The Patient- And Nutrition-Derived Outcome Risk Assessment Score (PANDORA): Development of a Simple Predictive Risk Score for 30-Day In-Hospital Mortality Based on Demographics, Clinical Observation, and Nutrition

Michael Hiesmayr, Sophie Frantal, Karin Schindler, Michael Themessl-Huber, Mohamed Mouhieddine, Christian Schuh, Elisabeth Pernicka, Stéphane Schneider, Pierre Singer, Olle Ljunqvist, Claude Pichard, Alessandro Laviano, Sigrid Kosak, Peter Bauer, Michael Hiesmayr, Sophie Frantal, Karin Schindler, Michael Themessl-Huber, Mohamed Mouhieddine, Christian Schuh, Elisabeth Pernicka, Stéphane Schneider, Pierre Singer, Olle Ljunqvist, Claude Pichard, Alessandro Laviano, Sigrid Kosak, Peter Bauer

Abstract

Objective: To develop a simple scoring system to predict 30 day in-hospital mortality of in-patients excluding those from intensive care units based on easily obtainable demographic, disease and nutrition related patient data.

Methods: Score development with general estimation equation methodology and model selection by P-value thresholding based on a cross-sectional sample of 52 risk indicators with 123 item classes collected with questionnaires and stored in an multilingual online database.

Setting: Worldwide prospective cross-sectional cohort with 30 day in-hospital mortality from the nutritionDay 2006-2009 and an external validation sample from 2012.

Results: We included 43894 patients from 2480 units in 32 countries. 1631(3.72%) patients died within 30 days in hospital.
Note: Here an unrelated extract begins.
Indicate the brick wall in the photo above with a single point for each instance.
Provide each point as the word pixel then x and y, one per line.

The Patient- And Nutrition-Derived Outcome Risk Assessment (PANDORA) score predicts 30-day hospital mortality based on 7 indicators with 31 item classes on a scale from 0 to 75 points. The indicators are age (0 to 17 points), nutrient intake on nutritionDay (0 to 12 points), mobility (0 to 11 points), fluid status (0 to 10 points), BMI (0 to 9 points), cancer (9 points) and main patient group (0 to 7 points). An appropriate model fit has been achieved. The area under the receiver operating characteristic curve for mortality prediction was 0.82 in the development sample and 0.79 in the external validation sample.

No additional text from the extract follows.